Nobody can know with confidence what a "scientific paper"
will look like in five or 10 years' time, when electronic publishing
is the primary means of communication in all of science (not just
physics), but we can begin to guess. Electronic papers (an oxymoron)
will have many layers. They might comprise: a structured abstract; a
simple paragraph on what they are about; a "news story" written in
several styles and in several languages; something close to our current
papers, although probably at much greater length; underlying
instruments (like questionnaires) and data, together with the software
used by the authors to manipulate those data; links to papers mentioned
in the references, preferably in full text; full information on what
searches were done to find previous work; links to descriptions at
several levels of complexity of all standards methods used; full
access to all relevant work that has gone before; and much more that we
can only begin to imagine. The "much more" might include a video of
the scientists describing what they did, perhaps in interviews;
detailed information on the researchers and their institutions;
conversations with practitioners on what the results might mean for
clinical practice; debates on any ethical points; and comprehensive
information on any conflicts of interests.
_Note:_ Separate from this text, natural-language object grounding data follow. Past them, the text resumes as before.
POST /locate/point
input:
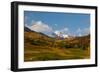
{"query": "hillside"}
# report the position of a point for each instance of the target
(40, 47)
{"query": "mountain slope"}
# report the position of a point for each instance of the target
(40, 47)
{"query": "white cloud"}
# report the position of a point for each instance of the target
(82, 32)
(39, 26)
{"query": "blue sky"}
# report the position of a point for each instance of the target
(68, 23)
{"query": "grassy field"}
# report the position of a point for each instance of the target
(38, 47)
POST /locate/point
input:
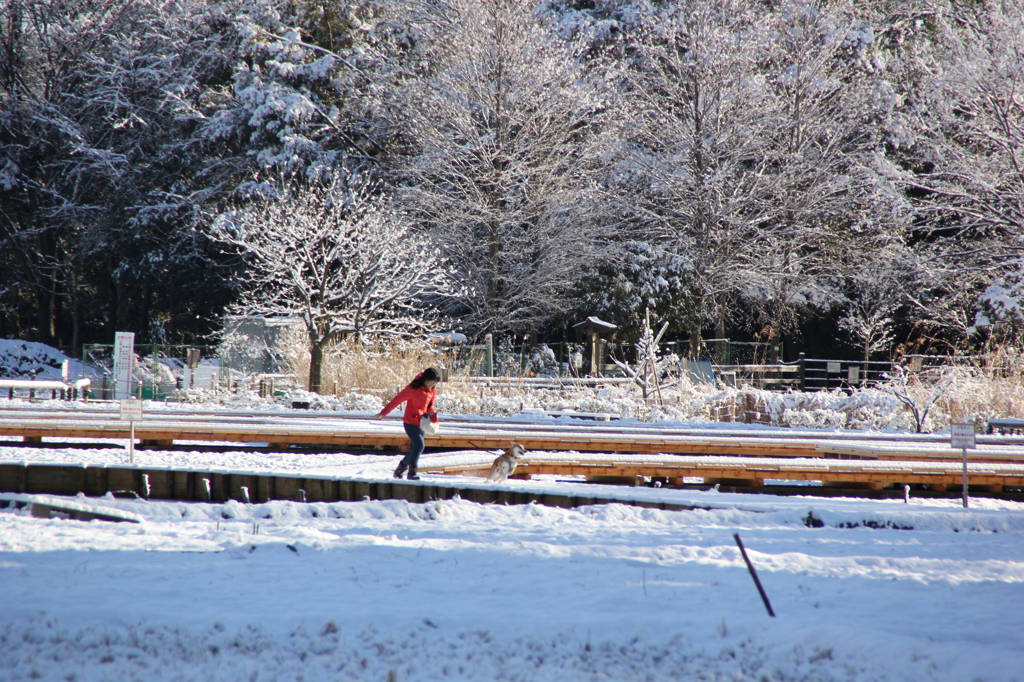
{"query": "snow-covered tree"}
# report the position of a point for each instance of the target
(338, 256)
(502, 156)
(693, 174)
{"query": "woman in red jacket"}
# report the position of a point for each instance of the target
(419, 398)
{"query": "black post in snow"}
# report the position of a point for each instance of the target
(754, 573)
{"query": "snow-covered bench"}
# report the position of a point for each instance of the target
(75, 388)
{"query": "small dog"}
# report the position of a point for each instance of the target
(505, 464)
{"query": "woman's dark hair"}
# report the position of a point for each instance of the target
(430, 374)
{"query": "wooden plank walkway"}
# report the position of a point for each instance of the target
(365, 434)
(876, 475)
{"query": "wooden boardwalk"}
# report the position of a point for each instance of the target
(599, 453)
(370, 435)
(753, 472)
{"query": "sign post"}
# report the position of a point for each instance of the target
(124, 354)
(962, 436)
(131, 412)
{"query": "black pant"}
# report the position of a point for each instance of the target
(416, 444)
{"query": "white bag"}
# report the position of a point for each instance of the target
(429, 427)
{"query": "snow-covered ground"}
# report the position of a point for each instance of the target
(456, 590)
(876, 590)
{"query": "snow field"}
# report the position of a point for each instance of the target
(454, 590)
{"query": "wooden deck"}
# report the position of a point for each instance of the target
(388, 434)
(599, 453)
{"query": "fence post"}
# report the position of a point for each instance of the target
(489, 350)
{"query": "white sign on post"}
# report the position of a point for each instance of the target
(131, 411)
(962, 436)
(124, 355)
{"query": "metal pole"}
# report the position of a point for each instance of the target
(754, 573)
(488, 341)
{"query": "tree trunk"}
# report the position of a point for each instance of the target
(315, 365)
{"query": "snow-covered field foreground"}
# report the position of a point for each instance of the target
(455, 590)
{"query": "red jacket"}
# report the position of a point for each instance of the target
(418, 401)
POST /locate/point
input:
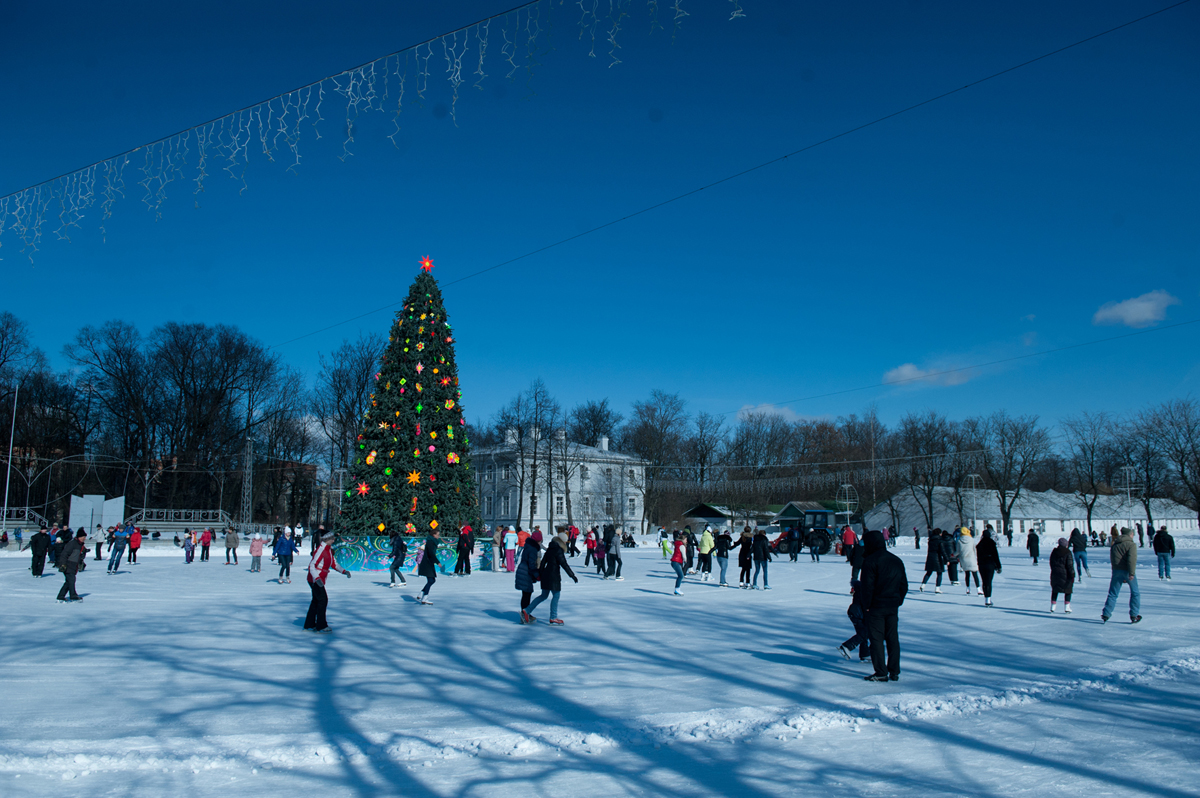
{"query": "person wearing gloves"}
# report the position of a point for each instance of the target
(1062, 574)
(429, 567)
(323, 562)
(232, 545)
(256, 553)
(988, 557)
(528, 573)
(285, 550)
(72, 559)
(967, 559)
(1123, 556)
(553, 563)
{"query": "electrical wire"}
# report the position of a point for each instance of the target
(751, 169)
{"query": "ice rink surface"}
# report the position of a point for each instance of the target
(198, 679)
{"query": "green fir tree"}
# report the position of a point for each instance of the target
(412, 469)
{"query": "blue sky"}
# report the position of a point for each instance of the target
(1017, 216)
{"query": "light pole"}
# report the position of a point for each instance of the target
(12, 435)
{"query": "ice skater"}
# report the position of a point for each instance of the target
(1062, 575)
(550, 574)
(429, 567)
(72, 559)
(323, 562)
(988, 556)
(527, 573)
(285, 550)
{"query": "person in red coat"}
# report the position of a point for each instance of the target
(318, 571)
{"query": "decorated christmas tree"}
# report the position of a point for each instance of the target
(412, 471)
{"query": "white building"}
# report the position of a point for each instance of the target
(1054, 513)
(559, 483)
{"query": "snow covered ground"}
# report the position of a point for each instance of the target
(197, 679)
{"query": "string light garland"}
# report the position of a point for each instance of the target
(275, 127)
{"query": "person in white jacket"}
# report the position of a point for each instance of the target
(967, 559)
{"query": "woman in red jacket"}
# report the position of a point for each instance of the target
(318, 571)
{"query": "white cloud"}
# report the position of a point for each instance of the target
(1138, 312)
(911, 373)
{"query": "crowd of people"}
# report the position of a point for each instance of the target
(879, 581)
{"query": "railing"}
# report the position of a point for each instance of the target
(24, 515)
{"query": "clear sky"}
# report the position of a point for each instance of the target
(1017, 216)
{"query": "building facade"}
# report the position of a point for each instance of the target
(529, 481)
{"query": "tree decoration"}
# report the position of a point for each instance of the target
(418, 421)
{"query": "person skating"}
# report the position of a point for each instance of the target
(935, 561)
(232, 545)
(677, 559)
(465, 549)
(1079, 546)
(527, 573)
(285, 550)
(1062, 575)
(550, 574)
(967, 559)
(706, 553)
(135, 545)
(1164, 550)
(322, 563)
(745, 557)
(399, 553)
(72, 559)
(120, 540)
(1123, 557)
(988, 556)
(39, 545)
(721, 546)
(760, 551)
(885, 586)
(862, 641)
(429, 567)
(256, 553)
(613, 553)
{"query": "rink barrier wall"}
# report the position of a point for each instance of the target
(373, 553)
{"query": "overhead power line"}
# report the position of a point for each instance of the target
(753, 169)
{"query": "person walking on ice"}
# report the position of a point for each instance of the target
(429, 567)
(323, 562)
(1123, 556)
(1062, 575)
(550, 573)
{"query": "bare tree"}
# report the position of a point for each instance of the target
(1176, 426)
(1012, 449)
(1089, 437)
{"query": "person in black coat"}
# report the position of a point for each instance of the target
(527, 571)
(399, 553)
(553, 563)
(39, 545)
(72, 559)
(1062, 574)
(883, 587)
(935, 561)
(989, 563)
(429, 568)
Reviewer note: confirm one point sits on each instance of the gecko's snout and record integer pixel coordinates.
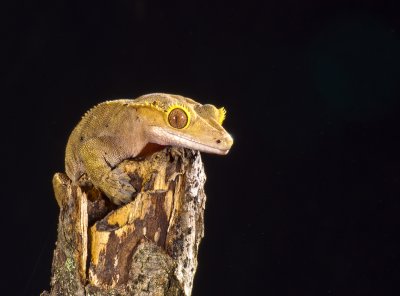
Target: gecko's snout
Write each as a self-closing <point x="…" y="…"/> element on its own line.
<point x="224" y="144"/>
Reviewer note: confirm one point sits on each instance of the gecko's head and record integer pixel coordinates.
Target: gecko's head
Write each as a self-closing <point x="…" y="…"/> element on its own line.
<point x="179" y="121"/>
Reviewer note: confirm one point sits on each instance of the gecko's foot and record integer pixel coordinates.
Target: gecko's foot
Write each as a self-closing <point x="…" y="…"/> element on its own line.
<point x="116" y="185"/>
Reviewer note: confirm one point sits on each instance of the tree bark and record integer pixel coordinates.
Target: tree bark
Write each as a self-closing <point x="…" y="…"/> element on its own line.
<point x="146" y="247"/>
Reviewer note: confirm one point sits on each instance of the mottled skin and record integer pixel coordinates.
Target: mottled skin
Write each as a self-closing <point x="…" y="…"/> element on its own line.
<point x="117" y="130"/>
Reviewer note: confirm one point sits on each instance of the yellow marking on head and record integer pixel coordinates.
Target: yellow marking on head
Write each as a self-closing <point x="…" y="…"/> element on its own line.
<point x="222" y="115"/>
<point x="173" y="108"/>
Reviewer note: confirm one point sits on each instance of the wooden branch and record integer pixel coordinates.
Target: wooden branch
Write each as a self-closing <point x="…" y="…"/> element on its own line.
<point x="146" y="247"/>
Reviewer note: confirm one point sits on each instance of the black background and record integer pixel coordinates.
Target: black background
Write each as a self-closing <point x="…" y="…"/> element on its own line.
<point x="307" y="201"/>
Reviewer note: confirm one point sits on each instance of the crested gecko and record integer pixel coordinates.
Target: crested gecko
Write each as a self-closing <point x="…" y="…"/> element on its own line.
<point x="121" y="129"/>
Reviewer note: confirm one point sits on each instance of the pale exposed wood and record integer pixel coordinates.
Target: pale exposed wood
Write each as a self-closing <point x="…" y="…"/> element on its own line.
<point x="146" y="247"/>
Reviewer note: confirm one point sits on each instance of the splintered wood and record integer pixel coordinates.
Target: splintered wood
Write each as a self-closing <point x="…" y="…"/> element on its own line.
<point x="146" y="247"/>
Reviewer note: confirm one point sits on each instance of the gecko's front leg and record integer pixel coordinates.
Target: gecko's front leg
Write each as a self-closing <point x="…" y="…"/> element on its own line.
<point x="100" y="157"/>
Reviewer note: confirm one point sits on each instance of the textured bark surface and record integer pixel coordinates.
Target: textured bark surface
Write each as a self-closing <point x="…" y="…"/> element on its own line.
<point x="146" y="247"/>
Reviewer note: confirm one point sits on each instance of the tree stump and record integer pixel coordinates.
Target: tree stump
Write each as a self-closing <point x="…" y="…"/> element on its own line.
<point x="146" y="247"/>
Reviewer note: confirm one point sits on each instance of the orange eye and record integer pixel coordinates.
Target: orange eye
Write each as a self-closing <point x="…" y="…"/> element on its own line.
<point x="178" y="118"/>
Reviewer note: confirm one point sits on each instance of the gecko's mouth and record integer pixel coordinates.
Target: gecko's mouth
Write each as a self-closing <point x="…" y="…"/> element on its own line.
<point x="164" y="138"/>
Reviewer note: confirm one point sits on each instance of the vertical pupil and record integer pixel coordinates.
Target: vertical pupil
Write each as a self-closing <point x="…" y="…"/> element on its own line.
<point x="177" y="118"/>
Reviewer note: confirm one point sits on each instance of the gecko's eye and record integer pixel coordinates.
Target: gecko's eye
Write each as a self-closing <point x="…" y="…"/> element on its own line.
<point x="178" y="118"/>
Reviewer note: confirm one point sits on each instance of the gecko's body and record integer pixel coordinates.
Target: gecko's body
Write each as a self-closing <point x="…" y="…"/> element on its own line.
<point x="117" y="130"/>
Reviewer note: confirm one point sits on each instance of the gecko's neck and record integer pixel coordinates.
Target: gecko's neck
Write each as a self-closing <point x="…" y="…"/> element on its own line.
<point x="149" y="149"/>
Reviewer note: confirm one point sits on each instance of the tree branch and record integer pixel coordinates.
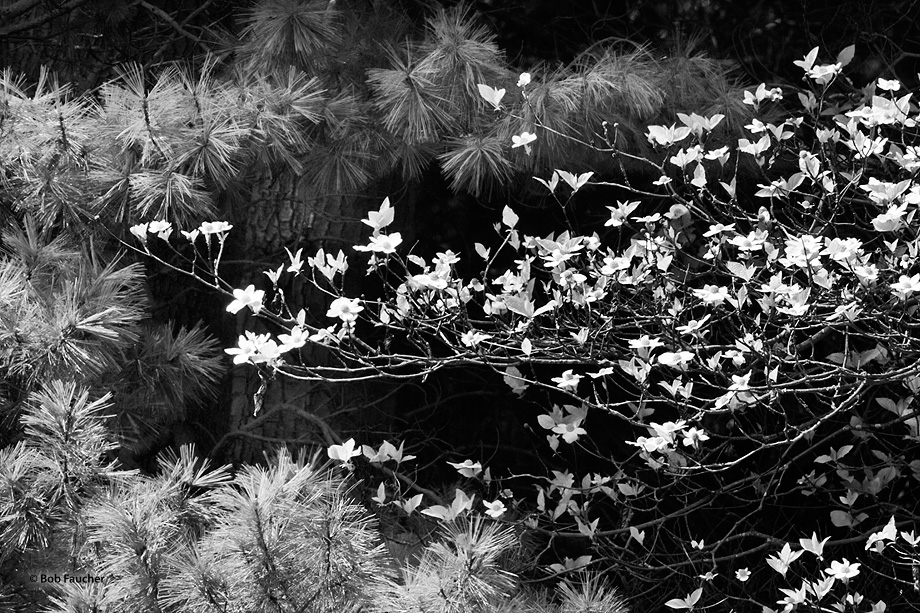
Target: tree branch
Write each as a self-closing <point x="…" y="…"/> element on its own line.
<point x="41" y="19"/>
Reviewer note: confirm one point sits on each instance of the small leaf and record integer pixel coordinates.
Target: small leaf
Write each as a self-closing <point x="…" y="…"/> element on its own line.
<point x="491" y="95"/>
<point x="526" y="346"/>
<point x="740" y="270"/>
<point x="509" y="218"/>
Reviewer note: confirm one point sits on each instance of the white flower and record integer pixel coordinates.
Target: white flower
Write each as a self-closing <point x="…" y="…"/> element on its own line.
<point x="843" y="571"/>
<point x="814" y="545"/>
<point x="295" y="340"/>
<point x="214" y="227"/>
<point x="296" y="261"/>
<point x="161" y="228"/>
<point x="780" y="563"/>
<point x="249" y="297"/>
<point x="892" y="85"/>
<point x="384" y="243"/>
<point x="380" y="218"/>
<point x="346" y="309"/>
<point x="495" y="509"/>
<point x="890" y="220"/>
<point x="344" y="452"/>
<point x="140" y="231"/>
<point x="523" y="140"/>
<point x="569" y="431"/>
<point x="568" y="381"/>
<point x="467" y="468"/>
<point x="906" y="286"/>
<point x="693" y="436"/>
<point x="472" y="338"/>
<point x="191" y="236"/>
<point x="645" y="342"/>
<point x="665" y="136"/>
<point x="254" y="348"/>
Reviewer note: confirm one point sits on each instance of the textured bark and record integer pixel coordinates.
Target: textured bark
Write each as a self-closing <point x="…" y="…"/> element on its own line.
<point x="280" y="210"/>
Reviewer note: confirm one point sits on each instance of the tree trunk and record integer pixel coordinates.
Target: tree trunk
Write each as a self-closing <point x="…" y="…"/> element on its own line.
<point x="281" y="210"/>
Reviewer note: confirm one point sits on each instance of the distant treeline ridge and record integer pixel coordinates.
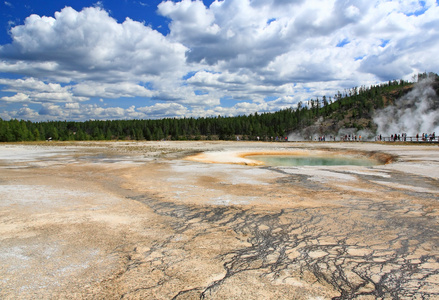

Probably nobody will access all of this information, and one of the
great benefits for editors will be that we will finally have a means to
meet the competing demands of authors and readers. Authors often want
to give very full information, whereas many readers, particularly those
who are practitioners rather than researchers, want "the bottom line,
the message." Already we see paper and electronic publishing as
complementary: we will move increasingly to shorter, sweeter, more
readable papers in the paper journal and fuller papers on our website.
And the electronic papers will be alive. They will be accompanied
eventually by all the debate that went on as part of the peer review
process (often, in my experience, more interesting than the papers
themselves); correspondence in response to the papers will be posted
immediately on our website; and the papers will be modified in response
to the criticisms and suggestions and updated in the light of new and
important information from other work. Perhaps a world where nothing is
fixed will be hard to follow, but I think that the world represented by
symbols on paper or screens may then come much closer to the ever
changing world we all inhabit. I'm excited and optimistic.